From a British gay man’s perspective I value very much his contribution to gay-themed literature but I have never had the emotional response from his work that I have had from Armistead Maupin, Alan Hollinghurst, Sarah Waters, John Boyne, for example.  Compared to these authors I think he can come across as a little too academic in his writing and lacking warmth- perhaps investing his novels with a richness of technical skills rather than empathy.  Admittedly, it has been a while since I’ve read anything by him and I’ve not read all but this is my impression so far and throughout the years I have been choosing my Best Books of the Year he has never featured in my Top 10.

Things could change with this.  Subtitled “My Life In New York During The 1960s and 1970s”, a memoir in which the struggling author relocates to New York and benefits from the cheapness of rents and the richness of the creative and literary minds he is able to surround himself with.  It is a significant period for New York as it heads towards bankruptcy and areas become violent and dangerous as well as a hub for civil rights and in 1969 a fracas at The Stonewall Inn changed lives for gay men and women across the globe.  White was there.

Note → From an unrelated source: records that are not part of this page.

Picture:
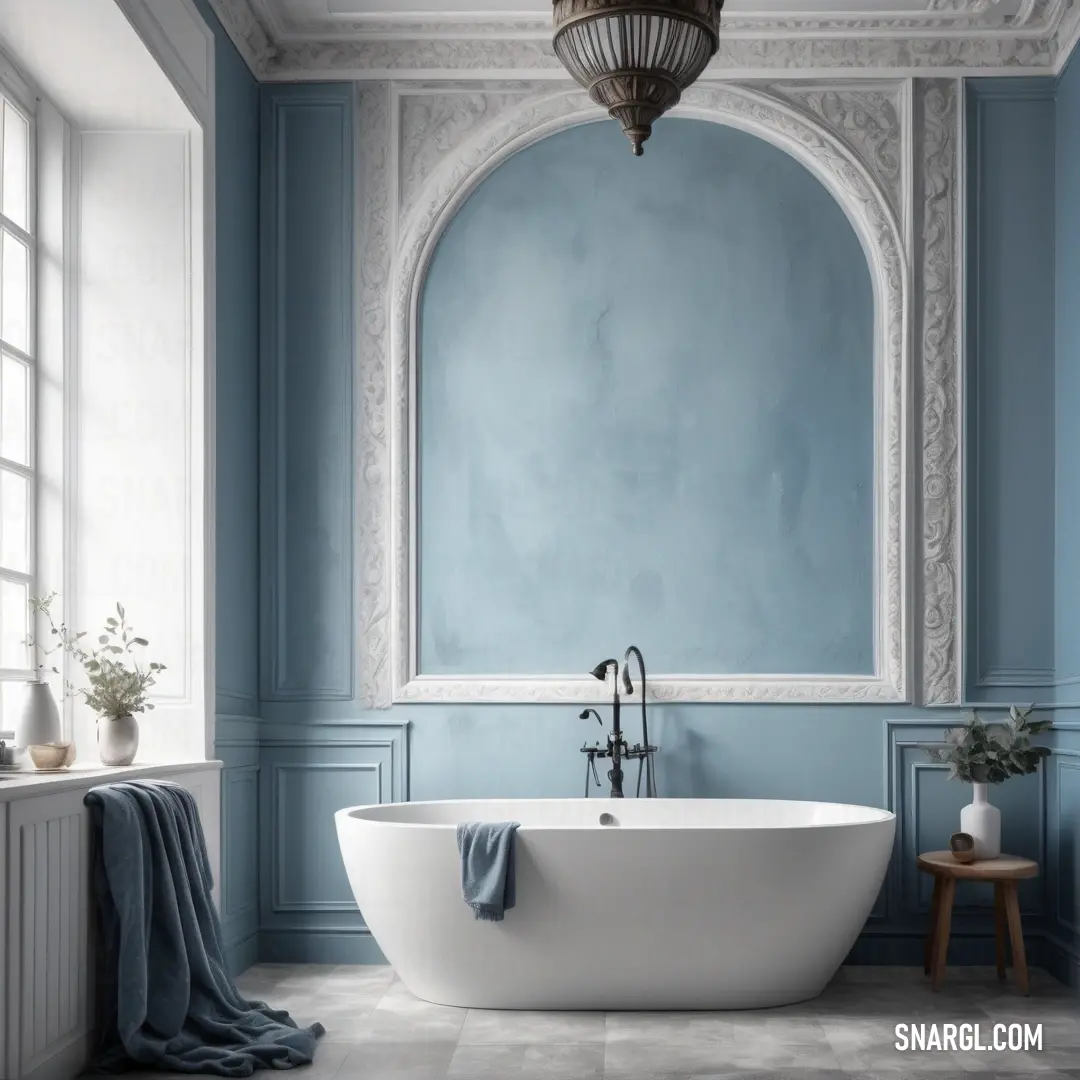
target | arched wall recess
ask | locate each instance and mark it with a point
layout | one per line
(393, 256)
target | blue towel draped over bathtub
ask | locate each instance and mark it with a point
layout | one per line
(166, 997)
(487, 867)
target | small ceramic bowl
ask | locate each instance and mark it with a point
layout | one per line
(52, 755)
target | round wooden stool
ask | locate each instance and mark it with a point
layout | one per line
(1004, 872)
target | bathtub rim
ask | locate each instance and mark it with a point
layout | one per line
(874, 815)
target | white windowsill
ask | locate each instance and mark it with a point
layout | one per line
(28, 782)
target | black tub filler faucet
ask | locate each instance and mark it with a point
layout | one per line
(617, 748)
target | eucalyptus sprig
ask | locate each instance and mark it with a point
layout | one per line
(981, 753)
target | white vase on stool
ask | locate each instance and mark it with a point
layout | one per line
(982, 822)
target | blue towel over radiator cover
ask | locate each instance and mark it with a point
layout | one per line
(166, 997)
(487, 866)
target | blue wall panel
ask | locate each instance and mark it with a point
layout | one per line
(308, 772)
(237, 690)
(1011, 388)
(1067, 386)
(1063, 802)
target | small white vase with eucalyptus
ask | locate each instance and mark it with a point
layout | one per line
(119, 685)
(38, 719)
(983, 754)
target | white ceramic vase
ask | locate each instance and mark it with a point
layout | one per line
(982, 822)
(38, 719)
(117, 740)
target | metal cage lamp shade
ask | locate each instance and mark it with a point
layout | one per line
(635, 57)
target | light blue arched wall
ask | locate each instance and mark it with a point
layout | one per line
(646, 404)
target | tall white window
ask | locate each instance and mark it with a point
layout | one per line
(17, 390)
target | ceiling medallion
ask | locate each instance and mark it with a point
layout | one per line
(635, 57)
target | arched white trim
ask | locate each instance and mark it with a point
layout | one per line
(866, 206)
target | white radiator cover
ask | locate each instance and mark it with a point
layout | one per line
(48, 1013)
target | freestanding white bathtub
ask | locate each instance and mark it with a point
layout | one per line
(674, 904)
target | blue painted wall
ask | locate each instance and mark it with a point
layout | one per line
(1011, 388)
(322, 750)
(646, 412)
(238, 472)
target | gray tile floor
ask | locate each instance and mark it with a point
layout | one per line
(377, 1030)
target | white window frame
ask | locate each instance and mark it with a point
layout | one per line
(18, 93)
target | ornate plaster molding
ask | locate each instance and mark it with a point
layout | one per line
(939, 288)
(374, 245)
(475, 138)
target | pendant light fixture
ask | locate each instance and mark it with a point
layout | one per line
(635, 57)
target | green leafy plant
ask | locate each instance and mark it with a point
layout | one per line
(119, 685)
(981, 753)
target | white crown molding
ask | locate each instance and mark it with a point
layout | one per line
(948, 38)
(850, 137)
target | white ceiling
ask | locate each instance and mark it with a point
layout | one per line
(446, 40)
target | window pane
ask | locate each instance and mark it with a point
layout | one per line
(14, 625)
(14, 410)
(16, 159)
(14, 522)
(15, 293)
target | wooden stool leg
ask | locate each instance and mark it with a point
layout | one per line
(999, 927)
(928, 947)
(1016, 935)
(941, 932)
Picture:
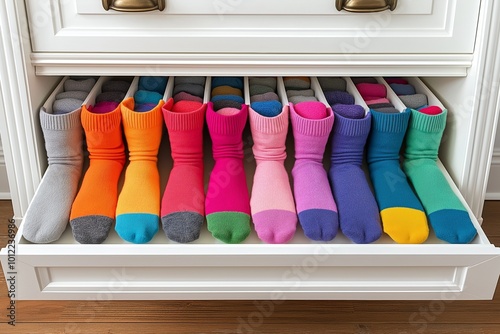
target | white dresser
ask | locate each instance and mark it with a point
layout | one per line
(453, 45)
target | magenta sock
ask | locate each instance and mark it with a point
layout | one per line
(316, 207)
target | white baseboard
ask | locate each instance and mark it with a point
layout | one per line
(493, 190)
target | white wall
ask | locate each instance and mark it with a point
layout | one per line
(493, 191)
(4, 184)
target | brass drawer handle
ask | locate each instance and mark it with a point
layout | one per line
(365, 6)
(134, 5)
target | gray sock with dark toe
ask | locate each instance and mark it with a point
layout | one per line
(48, 215)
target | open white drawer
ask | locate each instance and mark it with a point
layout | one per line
(208, 269)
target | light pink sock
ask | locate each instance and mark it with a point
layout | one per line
(272, 205)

During these years White met many important figures in the Arts and provides almost rapid-fire character sketches and gossip.  Many readers nowadays will only recognise a handful of these names but that doesn’t matter as we’re drawn into White’s associations.  He also catalogues the increasing sexual freedoms of the era as lived mainly by those who escaped the repression of small-town America for New York City life. There are lovers, friends and sex partners and the many men he met tended to fall into one of these separate categories.  It was only in the era of AIDS, White proposes, that one person could fulfil all three roles.

My interest in this book was as much to do with the city in this period as much as the man and he conveys the feel of New York very well.  There are sojourns in San Francisco and Venice but the pull of Manhattan wins out. White takes us to the point at the end of the 1970’s where a new virus is looming menacingly, poised to wipe out many of the characters in this book.  (White moved away from NYC and lived in France for much of the 80’s).  He ends his account with a metaphor which I find effective and very much gives the feel of this book;

“I suppose that finally New York is a Broadway theatre where one play after another, decade after decade, occupies the stage and the dressing rooms- then clears out.  Each play is the biggest possible deal (sets, publicity, opening night celebrations, stars names on the marquee) then it vanishes.  With every new play the theatre itself is just a little more dilapidated, the walls scarred, the velvet rubbed bald, the gilt tarnished.  Because they are plays and not movies, no one remembers them precisely.  The actors are forgotten, the plays are just battered scripts showing coffee stains and missing pages.  Nothing lasts in New York.  The life that is lived there, however, is as intense as it gets.”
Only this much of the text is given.